Skip to content

📜 OAAX Specification (version 1.0)

This document outlines the official specification for OAAX (Open AI Accelerator eXchange). It describes the structure, components, and interfaces that constitute a valid OAAX implementation, including the toolchain and runtime.

Core Components

OAAX consists of two core components:

Component Description Specification
OAAX Toolchain Docker-based conversion pipeline that takes an ONNX model and outputs a binary targeting a specific XPU Specs
OAAX Runtime A shared library (.so or .dll) that implements the OAAX runtime API and executes the binary of a specific XPU Specs

OAAX Toolchain Specification

This section defines the requirements and interface for OAAX-compliant toolchain implementations. All OAAX toolchains must conform to this specification to ensure compatibility and interoperability within the OAAX ecosystem.


1. Overview

The OAAX toolchain is a Docker-based conversion pipeline responsible for transforming hardware-agnostic AI models (in ONNX format) into XPU-specific optimized formats.
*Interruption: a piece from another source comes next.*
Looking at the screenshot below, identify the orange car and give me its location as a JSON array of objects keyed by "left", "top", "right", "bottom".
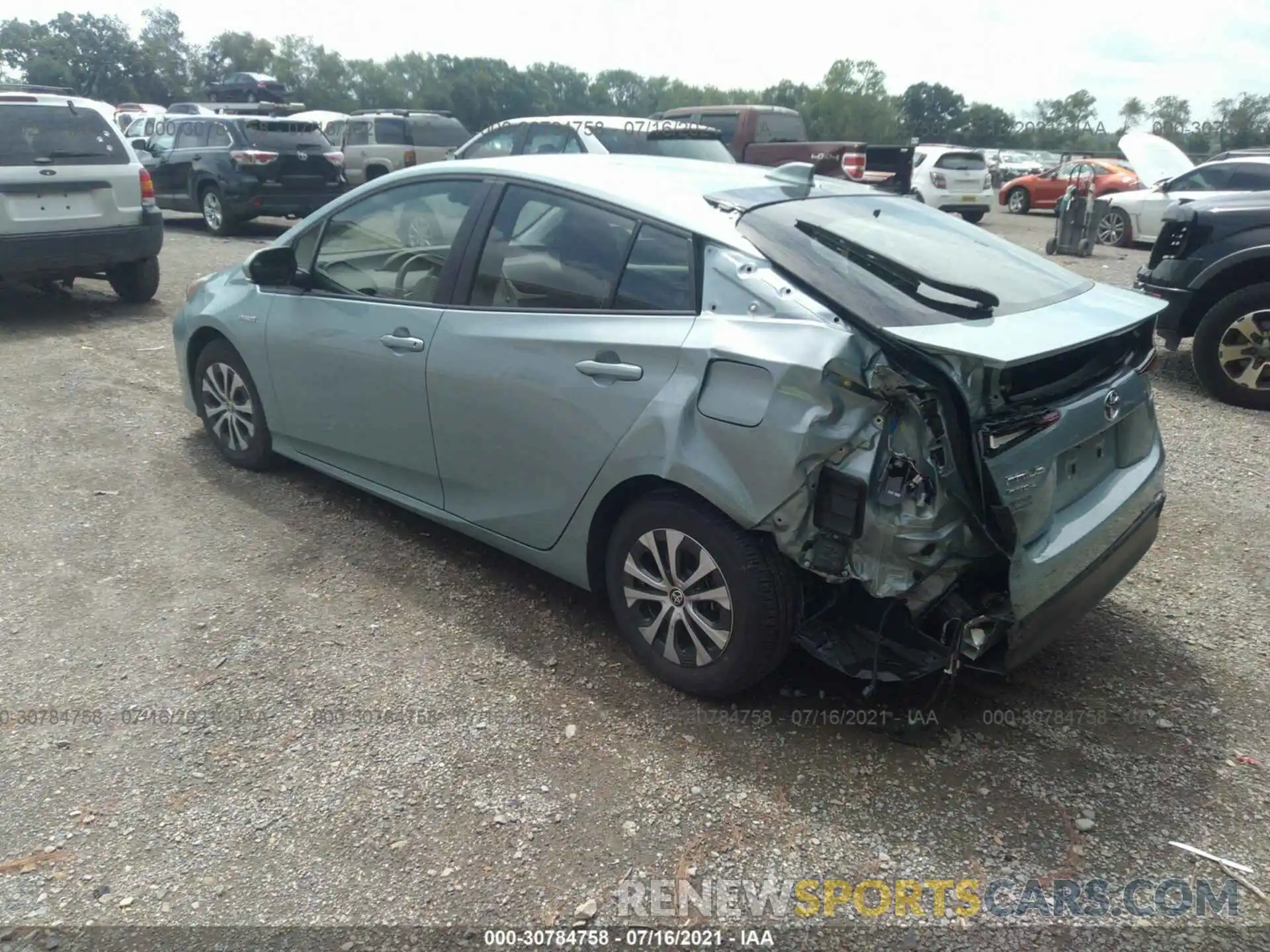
[{"left": 997, "top": 159, "right": 1139, "bottom": 214}]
The toolchain encapsulates all necessary dependencies, tools, and conversion logic within a containerized environment, ensuring:

  • Portability: Cross-platform execution capability
  • Isolation: Clean, reproducible conversion environments
  • Flexibility: Freedom for XPU manufacturers to use proprietary conversion tools
  • Standardization: Uniform interface regardless of underlying implementation

The toolchain formally implements the conversion function: f : M → M_xpu, where M represents the generic ONNX model, and M_xpu represents the XPU-specific optimized model.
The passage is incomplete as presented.